Reputation:
I am trying to output the scrapped data from a website into a csv file, first I was coming across UnicodeEncoding error but after using this piece of code:
if __name__ == "__main__":
reload(sys)
sys.setdefaultencoding("utf-8")
I am able to generate the csv, below is the code for the same:
import csv
import urllib2
import sys
from bs4 import BeautifulSoup
if __name__ == "__main__":
reload(sys)
sys.setdefaultencoding("utf-8")
page = urllib2.urlopen('http://www.att.com/shop/wireless/devices/smartphones.html').read()

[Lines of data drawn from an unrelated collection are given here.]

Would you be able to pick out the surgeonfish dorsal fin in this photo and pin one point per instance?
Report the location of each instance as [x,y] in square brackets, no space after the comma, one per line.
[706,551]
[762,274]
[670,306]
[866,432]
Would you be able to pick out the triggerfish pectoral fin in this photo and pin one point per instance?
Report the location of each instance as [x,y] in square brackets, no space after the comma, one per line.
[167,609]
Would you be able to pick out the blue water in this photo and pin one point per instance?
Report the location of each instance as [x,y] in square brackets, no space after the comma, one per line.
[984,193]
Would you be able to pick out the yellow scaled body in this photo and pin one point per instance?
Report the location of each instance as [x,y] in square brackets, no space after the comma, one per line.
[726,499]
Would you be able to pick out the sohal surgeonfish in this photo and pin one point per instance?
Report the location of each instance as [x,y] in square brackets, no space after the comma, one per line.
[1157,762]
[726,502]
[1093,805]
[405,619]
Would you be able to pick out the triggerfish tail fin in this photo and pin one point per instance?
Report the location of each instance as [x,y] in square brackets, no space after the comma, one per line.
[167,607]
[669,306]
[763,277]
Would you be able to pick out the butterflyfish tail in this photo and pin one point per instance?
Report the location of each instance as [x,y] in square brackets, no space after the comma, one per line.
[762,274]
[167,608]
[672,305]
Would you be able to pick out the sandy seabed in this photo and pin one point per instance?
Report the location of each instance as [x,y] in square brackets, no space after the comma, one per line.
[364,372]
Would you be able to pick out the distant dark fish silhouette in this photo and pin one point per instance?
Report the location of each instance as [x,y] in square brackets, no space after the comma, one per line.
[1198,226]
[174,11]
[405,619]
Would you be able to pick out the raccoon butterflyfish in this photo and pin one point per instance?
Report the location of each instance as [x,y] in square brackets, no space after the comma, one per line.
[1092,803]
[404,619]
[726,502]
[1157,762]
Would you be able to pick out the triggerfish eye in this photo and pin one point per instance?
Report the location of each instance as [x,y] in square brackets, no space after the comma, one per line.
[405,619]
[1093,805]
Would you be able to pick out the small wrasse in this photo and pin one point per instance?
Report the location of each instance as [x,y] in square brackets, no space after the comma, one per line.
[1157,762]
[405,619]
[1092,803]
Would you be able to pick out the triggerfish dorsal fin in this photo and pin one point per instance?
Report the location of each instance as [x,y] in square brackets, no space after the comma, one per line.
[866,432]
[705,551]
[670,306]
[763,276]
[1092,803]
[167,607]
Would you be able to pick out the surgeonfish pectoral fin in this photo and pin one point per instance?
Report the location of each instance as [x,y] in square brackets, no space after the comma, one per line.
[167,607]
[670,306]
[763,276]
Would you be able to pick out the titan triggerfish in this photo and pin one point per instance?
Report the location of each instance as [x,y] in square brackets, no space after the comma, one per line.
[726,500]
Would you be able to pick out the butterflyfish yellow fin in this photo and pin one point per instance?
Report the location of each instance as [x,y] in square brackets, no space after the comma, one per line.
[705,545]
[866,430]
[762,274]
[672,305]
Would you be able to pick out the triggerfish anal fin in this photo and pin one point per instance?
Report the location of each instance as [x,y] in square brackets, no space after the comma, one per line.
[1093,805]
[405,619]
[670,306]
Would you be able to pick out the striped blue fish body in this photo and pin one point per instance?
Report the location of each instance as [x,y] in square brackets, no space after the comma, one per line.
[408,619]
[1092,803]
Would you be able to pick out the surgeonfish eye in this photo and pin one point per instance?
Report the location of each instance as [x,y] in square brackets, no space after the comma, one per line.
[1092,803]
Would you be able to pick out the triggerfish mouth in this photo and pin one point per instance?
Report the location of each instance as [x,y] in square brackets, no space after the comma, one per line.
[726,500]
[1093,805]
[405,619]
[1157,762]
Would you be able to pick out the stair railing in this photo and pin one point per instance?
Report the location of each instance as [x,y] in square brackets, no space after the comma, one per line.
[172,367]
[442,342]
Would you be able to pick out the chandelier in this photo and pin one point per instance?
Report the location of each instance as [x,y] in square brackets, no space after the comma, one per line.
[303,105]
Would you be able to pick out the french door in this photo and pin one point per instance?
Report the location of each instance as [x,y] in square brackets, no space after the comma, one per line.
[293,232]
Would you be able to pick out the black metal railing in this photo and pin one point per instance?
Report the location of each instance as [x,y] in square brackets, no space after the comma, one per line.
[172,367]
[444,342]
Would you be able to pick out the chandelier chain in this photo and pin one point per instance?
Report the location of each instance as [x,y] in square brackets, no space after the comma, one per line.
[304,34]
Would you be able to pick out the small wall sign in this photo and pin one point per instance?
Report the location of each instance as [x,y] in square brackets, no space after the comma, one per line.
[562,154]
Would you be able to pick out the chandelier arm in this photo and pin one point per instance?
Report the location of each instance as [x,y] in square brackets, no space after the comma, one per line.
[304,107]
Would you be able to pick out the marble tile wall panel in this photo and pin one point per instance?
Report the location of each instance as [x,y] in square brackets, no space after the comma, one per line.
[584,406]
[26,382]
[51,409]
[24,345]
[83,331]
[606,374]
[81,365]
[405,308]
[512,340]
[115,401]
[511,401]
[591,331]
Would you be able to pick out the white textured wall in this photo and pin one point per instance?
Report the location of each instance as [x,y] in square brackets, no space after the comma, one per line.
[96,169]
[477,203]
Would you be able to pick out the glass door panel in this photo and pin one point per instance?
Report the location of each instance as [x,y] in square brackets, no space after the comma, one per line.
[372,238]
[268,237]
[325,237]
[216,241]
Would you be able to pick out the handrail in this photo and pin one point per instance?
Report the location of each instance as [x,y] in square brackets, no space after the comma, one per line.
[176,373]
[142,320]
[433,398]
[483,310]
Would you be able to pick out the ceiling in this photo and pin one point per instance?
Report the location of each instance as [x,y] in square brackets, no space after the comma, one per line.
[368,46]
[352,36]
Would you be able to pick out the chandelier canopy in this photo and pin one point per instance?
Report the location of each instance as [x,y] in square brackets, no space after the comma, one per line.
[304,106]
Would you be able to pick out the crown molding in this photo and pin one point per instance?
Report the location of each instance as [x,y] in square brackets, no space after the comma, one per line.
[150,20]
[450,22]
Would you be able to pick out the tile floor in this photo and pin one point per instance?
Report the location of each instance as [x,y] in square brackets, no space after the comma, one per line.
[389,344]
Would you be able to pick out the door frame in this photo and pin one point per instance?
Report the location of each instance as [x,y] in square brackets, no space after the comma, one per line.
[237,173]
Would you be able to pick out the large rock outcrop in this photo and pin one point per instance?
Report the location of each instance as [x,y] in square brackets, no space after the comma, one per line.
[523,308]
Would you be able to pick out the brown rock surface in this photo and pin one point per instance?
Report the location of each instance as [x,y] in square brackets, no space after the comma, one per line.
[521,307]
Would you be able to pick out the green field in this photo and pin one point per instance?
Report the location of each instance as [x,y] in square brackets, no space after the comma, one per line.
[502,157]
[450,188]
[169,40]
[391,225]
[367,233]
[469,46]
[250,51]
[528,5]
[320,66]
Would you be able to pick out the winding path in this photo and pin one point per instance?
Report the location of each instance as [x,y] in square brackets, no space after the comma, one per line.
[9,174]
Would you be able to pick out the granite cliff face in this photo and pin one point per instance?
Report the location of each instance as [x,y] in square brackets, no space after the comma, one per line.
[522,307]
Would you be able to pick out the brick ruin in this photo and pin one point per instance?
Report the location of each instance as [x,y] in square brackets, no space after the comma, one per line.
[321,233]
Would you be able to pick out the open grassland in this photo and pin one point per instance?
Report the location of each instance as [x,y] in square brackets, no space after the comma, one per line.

soup = BeautifulSoup(page)
soup.prettify()
for anchor in soup.findAll('a', {"class": "clickStreamSingleItem"}):
print anchor['title']
with open('Smartphones.csv', 'wb') as csvfile:
spamwriter = csv.writer(csvfile, delimiter=',')
spamwriter.writerow([(anchor['title'])])
But I am getting only one device name in the output csv, I don't have any programming background, pardon me for the ignorance. Can you please help me pinpoint the issue in this?
Upvotes: 1
Views: 763
Reputation: 1121416
That's to be expected; you write the file from scratch each time you find an element. Open the file only once before looping over the links, then write rows for each anchor you find:
with open('Smartphones.csv', 'wb') as csvfile:
spamwriter = csv.writer(csvfile, delimiter=',')
for anchor in soup.findAll('a', {"class": "clickStreamSingleItem"}):
print anchor['title']
spamwriter.writerow([anchor['title'].encode('utf8')])
Opening a file for writing with w
clears the file first, and you were doing that for each anchor.
As for your unicode error, please avoid, at all cost, changing the default encoding. Instead, encode your rows properly; I did so in the above example, you can remove the whole .setdefaultencoding()
call (and the reload()
before it).
Upvotes: 1